A faixa escrita em espanhol com os termos “Bienvenida a nuestros hermanos venezoelanos”, acrescida de tradução para o português, e uma salva de palmas recepcionaram o primeiro grupo de venezuelano trazido pelo governo federal ao Rio Grande do Sul assim que eles pisaram em Esteio na noite de ontem. Foram cerca de 20 horas de voo, desde a capital de Roraima, com duas escalas (nas quais ficaram 92 dos 217 viajantes), até que, às 20h11min, 125 homens fugidos da grave crise no país vizinho desembarcaram no aeroporto Salgado Filho.
O avião pousou no terminal 2, longe dos portões e dos olhos da imprensa. A ideia, conforme a força-tarefa federal, era poupá-los de mais cansaço e também preservá-los, já que há entre eles refugiados políticos. Em seguida, foram levados para Esteio.
– A viagem foi um pouco “larga”, foi minha primeira vez em um avião. Mas agora estou muito bem, emocionado – contou Shandy García, 43 anos.
Na Venezuela, o microempresário, vendedor de frutas, deixou quatro filhos e a mulher. A ideia é conseguir um emprego e trazê-los assim que for possível.
– Apostei tudo nessa viagem – resumiu García, referindo-se à ida a Roraima, há oito meses, até a chegada ao Rio Grande do Sul.
Assim como García, o advogado Marcos Carraquel, 34 anos, e a maioria dos venezuelanos, chegou a Esteio vestindo só uma camiseta de manga curta – o termômetro marcava 13 graus. Antes da entrevista e do jantar, servido com sopa típica da Venezuela e o clássico brasileiro arroz e feijão, todos ganharam casacos, doados por moradores e empresas gaúchos.
– Faz muito frio, mas qualquer lugar é melhor do que meu país e do que as ruas de Boa Vista – disse Carraquel, que estava desde janeiro de 2017 em Roraima e, para se sustentar, atuou de garçom a lavador de roupa.

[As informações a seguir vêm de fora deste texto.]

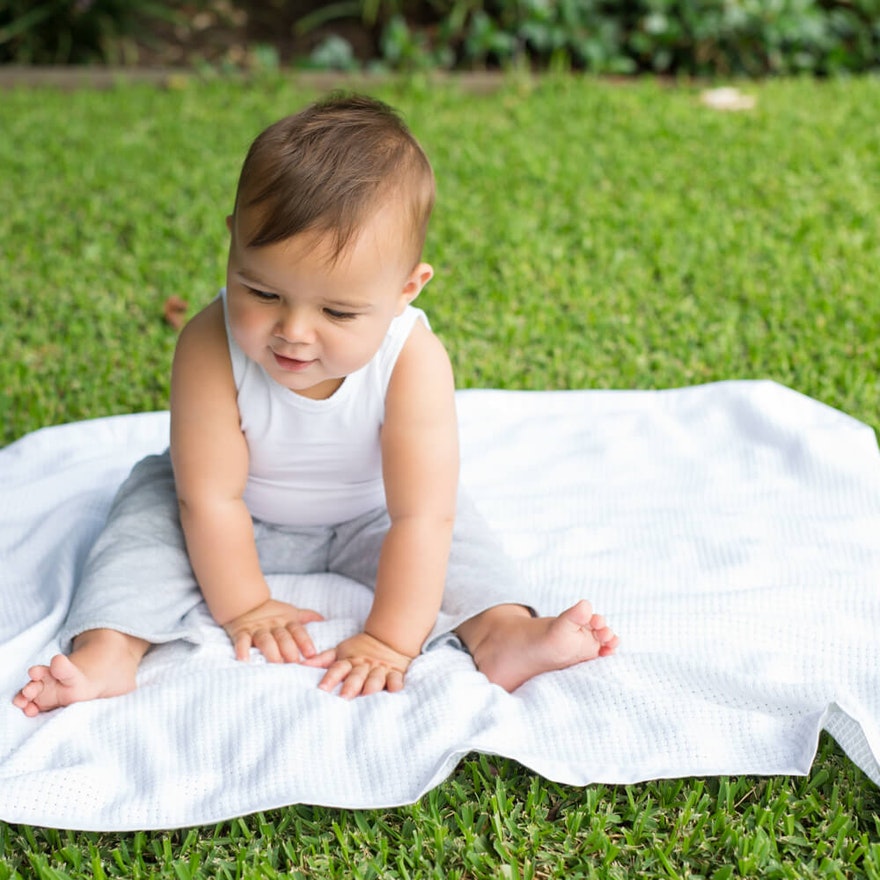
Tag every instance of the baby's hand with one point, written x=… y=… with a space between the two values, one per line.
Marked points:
x=363 y=665
x=274 y=628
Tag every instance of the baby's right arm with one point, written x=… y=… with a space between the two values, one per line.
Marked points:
x=210 y=458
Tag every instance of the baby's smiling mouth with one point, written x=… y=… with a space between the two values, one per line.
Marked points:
x=292 y=365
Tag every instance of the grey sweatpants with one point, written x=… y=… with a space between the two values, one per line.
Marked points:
x=137 y=578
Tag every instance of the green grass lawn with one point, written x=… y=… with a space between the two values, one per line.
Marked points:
x=587 y=235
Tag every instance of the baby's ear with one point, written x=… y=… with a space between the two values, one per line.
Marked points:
x=418 y=278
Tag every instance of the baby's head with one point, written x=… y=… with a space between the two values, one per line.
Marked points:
x=328 y=169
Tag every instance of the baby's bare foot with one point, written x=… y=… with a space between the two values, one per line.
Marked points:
x=103 y=664
x=514 y=647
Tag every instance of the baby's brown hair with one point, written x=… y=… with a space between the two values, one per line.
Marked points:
x=328 y=167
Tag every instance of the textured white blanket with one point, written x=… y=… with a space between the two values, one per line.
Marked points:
x=730 y=533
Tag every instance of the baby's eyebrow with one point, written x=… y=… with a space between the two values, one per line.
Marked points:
x=252 y=279
x=349 y=305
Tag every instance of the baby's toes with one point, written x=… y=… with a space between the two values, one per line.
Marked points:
x=32 y=690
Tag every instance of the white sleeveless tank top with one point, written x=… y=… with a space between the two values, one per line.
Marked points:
x=316 y=462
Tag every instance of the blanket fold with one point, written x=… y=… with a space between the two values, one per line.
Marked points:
x=728 y=532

Ele contou que foi em razão de ser consultor político para o poder público que acabou expulso pelo governo do próprio país.
– Estou aqui para ter a oportunidade de uma nova vida – concluiu García, que sonha em trazer para o Estado a mãe, que, acrescenta, passa fome na Venezuela.
Comitiva de recepção
Muito antes de o avião da Força Aérea Brasileira (FAB) pousar, às 20h11min, comitiva da prefeitura de Esteio e outra do Exército aguardavam os venezuelanos na recepção do aeroporto Salgado Filho. Antes de partir para o último destino, foi servido um lanche – com sanduíche e suco.
Coordenador do primeiro alojamento a receber imigrantes no Estado, Cristiano Coutinho Mayer garante que está tudo pronto – os 18 quartos e também o refeitório, que foi reformado.
— Amanhã, começam as palestras, os cadastros e a avaliação de saúde deles para que, enfim, os venezuelanos possam começar a nova vida — diz Mayer.
Chapada, no norte do RS, acolherá grupo
O voo desta quarta-feira foi 10º do processo que pretende aliviar a tensão em Roraima e dar oportunidade para os venezuelanos refazerem suas vidas em um novo destino. Com os grupos que ficaram em Brasília, São Paulo e no Rio Grande do Sul, chega a 1.507 o número de interiorizados.
Esse foi o primeiro de quatro voos já divulgados pelo governo federal que têm como destino o Rio Grande do Sul, somando 646 venezuelanos que serão distribuídos entre Canoas e Esteio. Mais um grupo, integrado por 40 a 50 migrantes, deve chegar ao Estado ainda neste mês, mas ir para longe da Região Metropolitana.
A 330 quilômetros da Capital, o município de Chapada, no norte gaúcho, e seus 9,3 mil habitantes receberão algumas das pessoas que fogem da crise humanitária da Venezuela. Foi a própria prefeitura que ofereceu ajuda. Conforme o prefeito, Carlos Alzenir Catto (PDT), a cidade tem espaço para receber o grupo, além de vagas de emprego na área rural e em fábricas e disponibilidade em creches.
— A maior parte da nossa população é de filhos de imigrantes, de pessoas que saíram da Europa quando a situação não estava muito boa. Nada mais justo do que fazermos esta opção humanitária — explica Catto.
Conforme o governo federal, o perfil solicitado é de famílias com crianças e adultos que possam trabalhar na agricultura, na construção civil e em fábricas de calçados e costura.